How bandgap engineering works? Currently i am reading about bandgap engineering in zinc oxide. I read that using external dopents likes magnesium or cadmium we can increase or decrease bandgap of zinc oxide,thus giving unique optical and electrical properties to zinc oxide. But how adding an external dopent causes changes in the bandgap of zinc oxide. I tried to search research article regarding this but was unable to find a mechanism for this phenomenon.  
Advance thanks for your help
 A: According to my understanding, the variation of the bandgap is because of change in energy levels that contribute to the bandgap (conduction or the valance bands) by the dopant atoms.
For example, in case of ZnO, the valance band is formed by the quantum-mechanical entanglement of 2p orbitals of all oxygen atoms in the crystal lattice and conduction band by 4s of all Zn atoms. The band gap is determined by the difference in energy between the highest valance band state/energy and the lowest conduction band state/energy. When doped with Mn, the 3d orbitals of all Mn atoms contribute to the valence band along with 2p orbitals of Oxygen. This will certainly alter the valance band Density Of States since the contributing orbitals of Mn and O are not identical. So, more the concentration of Mn in ZnO, more 3d orbitals in the valance band and thus higher the alteration or tuning of the bandgap. 

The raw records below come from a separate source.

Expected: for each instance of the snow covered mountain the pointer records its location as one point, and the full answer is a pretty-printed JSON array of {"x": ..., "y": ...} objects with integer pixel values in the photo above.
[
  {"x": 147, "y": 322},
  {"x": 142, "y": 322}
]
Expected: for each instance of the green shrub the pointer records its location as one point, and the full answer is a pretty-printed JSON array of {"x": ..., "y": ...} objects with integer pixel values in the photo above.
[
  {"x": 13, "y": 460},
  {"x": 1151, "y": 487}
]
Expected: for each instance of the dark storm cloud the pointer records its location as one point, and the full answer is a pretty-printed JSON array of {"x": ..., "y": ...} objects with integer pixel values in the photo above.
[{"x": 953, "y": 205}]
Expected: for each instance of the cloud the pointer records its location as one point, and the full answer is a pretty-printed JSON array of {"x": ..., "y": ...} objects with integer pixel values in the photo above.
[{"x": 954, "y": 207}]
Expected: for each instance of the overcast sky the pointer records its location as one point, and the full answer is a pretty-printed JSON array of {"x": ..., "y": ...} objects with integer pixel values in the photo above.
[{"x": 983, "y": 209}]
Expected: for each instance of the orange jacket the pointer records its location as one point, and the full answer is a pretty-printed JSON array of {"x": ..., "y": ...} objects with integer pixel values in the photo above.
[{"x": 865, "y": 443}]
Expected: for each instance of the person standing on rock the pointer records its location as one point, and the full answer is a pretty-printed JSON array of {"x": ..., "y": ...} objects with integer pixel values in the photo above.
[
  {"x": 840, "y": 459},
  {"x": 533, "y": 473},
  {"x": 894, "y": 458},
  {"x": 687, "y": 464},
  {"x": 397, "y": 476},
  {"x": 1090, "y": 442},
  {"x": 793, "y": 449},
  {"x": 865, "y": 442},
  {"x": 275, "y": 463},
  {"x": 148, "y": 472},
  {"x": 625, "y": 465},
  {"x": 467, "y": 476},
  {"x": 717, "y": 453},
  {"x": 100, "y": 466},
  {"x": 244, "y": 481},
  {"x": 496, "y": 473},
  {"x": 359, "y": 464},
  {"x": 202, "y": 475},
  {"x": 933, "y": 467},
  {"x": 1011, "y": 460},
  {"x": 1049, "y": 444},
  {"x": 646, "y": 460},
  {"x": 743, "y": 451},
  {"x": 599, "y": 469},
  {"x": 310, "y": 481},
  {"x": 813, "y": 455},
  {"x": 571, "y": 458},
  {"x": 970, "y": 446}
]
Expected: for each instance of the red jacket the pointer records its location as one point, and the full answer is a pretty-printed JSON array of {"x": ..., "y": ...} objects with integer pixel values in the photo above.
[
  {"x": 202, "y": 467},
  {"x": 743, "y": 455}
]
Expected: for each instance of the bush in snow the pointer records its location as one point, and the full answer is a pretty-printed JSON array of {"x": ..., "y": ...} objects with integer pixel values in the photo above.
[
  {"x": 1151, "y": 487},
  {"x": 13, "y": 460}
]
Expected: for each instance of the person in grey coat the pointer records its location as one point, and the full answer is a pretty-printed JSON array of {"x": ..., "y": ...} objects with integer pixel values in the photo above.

It is evident that only increasing the concentration of Mn in ZnO  and not the placement of the Mn in the ZnO unit cells affects the bandgap; suggesting that the mechanism of bandgap tuning does not depend on perturbation of band structure by individual dopants in individual unit cells but on the number of atoms in ZnO (Zn in particular) that have been substituted by Mn atoms.
references:
http://pubs.rsc.org/en/Content/ArticleLanding/2009/CP/b901596e
The bottom line , according to me, is dopants alter the nature of a material thus changing its bandgap . And with large concentration of dopants, the material is almost like a new material with new properties.
Also Mn is a chief ingredient for making Room Temperature FerroMagnets out of ordinary semiconductors, thus altering magnetic properties in addition to electric & optical properties, but I believe this phenomenon is out of the scope of your question.